Kırım Savaşı, ülkemizi Tatarlarla tanıştırıyor. Romanya’da Mecidiye’ye, Anadolu’da Eskişehir’e yerleşiyorlar. Ve 93 harbi, Balkan savaşı, Dünya savaşı sonrası yaşanan bitmeyen göçler. Balkanlarda yaşanan etnik arındırma. İstanbul bir kez daha topraklarından sürülen, zulümden kaçan kitlelere ev sahipliği yaptı. Bu süreç günümüze kadar devam etti. Rus işgalinde Afganlılar, Saddam zulmünde Kürtler Türkiye topraklarında güven buldu. Bulgaristan’dan büyük göç dalgaları geldi.

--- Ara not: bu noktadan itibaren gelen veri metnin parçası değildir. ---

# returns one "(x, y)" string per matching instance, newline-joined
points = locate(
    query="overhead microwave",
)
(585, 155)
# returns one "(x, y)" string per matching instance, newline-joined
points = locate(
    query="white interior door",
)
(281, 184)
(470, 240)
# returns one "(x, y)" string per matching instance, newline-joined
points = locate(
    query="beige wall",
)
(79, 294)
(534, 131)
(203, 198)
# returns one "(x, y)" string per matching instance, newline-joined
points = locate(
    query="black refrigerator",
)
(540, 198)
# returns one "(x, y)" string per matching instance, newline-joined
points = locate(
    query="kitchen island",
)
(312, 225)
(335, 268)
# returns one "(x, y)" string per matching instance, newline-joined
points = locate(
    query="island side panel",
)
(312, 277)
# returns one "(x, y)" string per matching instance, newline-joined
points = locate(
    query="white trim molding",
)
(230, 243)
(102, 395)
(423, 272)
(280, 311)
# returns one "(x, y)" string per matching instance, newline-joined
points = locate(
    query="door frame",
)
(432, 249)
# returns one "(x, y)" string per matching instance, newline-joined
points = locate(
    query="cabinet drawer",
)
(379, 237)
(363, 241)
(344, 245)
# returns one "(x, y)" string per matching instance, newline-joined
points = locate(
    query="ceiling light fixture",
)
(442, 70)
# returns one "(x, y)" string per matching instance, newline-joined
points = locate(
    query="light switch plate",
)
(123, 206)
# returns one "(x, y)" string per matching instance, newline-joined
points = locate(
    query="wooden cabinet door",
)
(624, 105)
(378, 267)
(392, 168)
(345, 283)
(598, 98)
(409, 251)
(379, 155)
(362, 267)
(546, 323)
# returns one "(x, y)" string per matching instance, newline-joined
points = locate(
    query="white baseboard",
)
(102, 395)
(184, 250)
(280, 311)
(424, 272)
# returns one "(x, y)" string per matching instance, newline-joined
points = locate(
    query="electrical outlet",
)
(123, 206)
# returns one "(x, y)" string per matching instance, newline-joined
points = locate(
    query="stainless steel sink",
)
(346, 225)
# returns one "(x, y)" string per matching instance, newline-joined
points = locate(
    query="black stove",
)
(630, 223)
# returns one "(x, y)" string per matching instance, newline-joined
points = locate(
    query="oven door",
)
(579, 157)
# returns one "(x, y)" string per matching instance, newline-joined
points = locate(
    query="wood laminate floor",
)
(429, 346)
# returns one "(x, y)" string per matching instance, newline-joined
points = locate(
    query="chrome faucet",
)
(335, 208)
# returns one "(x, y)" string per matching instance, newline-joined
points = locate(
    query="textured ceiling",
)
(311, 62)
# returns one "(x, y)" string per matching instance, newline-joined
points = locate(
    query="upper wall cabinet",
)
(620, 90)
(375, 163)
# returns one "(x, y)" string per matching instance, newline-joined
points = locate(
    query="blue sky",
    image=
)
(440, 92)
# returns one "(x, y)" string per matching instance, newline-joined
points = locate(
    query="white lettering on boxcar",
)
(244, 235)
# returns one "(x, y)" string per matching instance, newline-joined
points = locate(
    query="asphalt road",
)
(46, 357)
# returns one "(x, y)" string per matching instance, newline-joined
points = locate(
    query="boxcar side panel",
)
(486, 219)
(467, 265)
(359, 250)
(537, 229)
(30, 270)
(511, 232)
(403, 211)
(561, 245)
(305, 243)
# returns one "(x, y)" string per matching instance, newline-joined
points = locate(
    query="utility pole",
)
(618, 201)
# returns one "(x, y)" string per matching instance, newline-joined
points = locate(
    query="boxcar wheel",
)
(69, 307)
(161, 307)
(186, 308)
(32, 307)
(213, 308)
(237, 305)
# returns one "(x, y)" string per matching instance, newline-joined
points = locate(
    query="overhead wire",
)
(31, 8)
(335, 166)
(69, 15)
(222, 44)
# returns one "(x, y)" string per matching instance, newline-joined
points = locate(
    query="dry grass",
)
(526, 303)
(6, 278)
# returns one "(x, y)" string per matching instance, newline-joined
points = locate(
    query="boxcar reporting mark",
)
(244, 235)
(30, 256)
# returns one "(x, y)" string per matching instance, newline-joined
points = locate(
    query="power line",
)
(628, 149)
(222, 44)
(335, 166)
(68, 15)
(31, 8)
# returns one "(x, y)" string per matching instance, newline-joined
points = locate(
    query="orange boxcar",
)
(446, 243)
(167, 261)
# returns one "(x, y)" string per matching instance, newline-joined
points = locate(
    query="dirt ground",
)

Şimdi sıra Osmanlı coğrafyasının bir başka köşesinde. Onlar Arapça konuşuyor ama aynı dünyanın insanları. Davit Fromkin’in deyişiyle “barışa son veren barış” kurbanları. Onlar Suriyeli. Batılılar giderken, kendilerine yakın gördükleri yüzde 10'luk bir nüfusa bütün bir ülkeyi emanet etmişler. Her ülkede birer müttefik elit bulmuşlar. Başka türlü bu sınırları açıklamak zordur. Bir asır sonra kapılar açıldığında Suriye ve Türkiye halkları uzun bir uykudan uyanır gibi birbirine kucak açmışlardı. Ama istenen bu değildi. Mısır’da da istenen o değildi. Hemen tedbir aldılar. Şimdi Kaddafi gibi bir adam buldular, onu destekliyorlar. Akan kanlar onları etkilemiyor.
Ve Suriye, tarihinin en büyük trajedisini yaşıyor. Belki Haçlı seferlerinden daha büyük. Suriye’de taş üstünde taş kalmıyor. Tarihin izleri siliniyor. Halk çaresiz Türkiye’ye sığınıyor. İnsanlar ne yapsın? Yüzbinlerce Suriyeli Güney illerimizde, büyük şehirlerimizde tutunmaya, yeni bir hayat kurmaya çalışıyor. Geriye dönebilecekler mi, belirsiz. Tarihimizde olduğu gibi, devlet başta olmak üzere birçok yardım kuruluşu onları desteklemeye çalışıyor. Göçmen kamplarından şehirler oluştu. Sokaklarımızda, günlük hayatımızda her yerde onları görebiliyoruz. Yeni misafirler, bir bakıma ülkemize uluslararası boyut kattılar. Osmanlı devri havası estiriyorlar. Ne de olsa hepimiz o devrin çocuklarıyız.
Her şeyi arkada bırakıp başka bir ülkede ortada kalıvermek nedir bilir misiniz? Başına gelmeyenin anlaması çok zor. Fakat bu hicrettir. Ailesini, dinini, namusunu korumak için daha güvenli bir ülkeye göç etmişlerdir. Bunun büyük bir sevabı vardır. Kırım’dan, Bosna’dan, Bulgaristan’dan hicret etmeyi anlamak kolay ama Suriye’den hicreti anlamak ve kabullenmek hiç kolay değil. Geliyorlar fakat geldikleri yerden vaz geçmiyorlar. İnşallah her şeyin düzeleceği zamanı burada bekliyorlar.
Tarih boyunca nice milletlere ev sahipliği yapan Türkiye hicret ülkesi oldu. Hicretin bu yeni çocuklarını da şefkatle bağrına basıyor.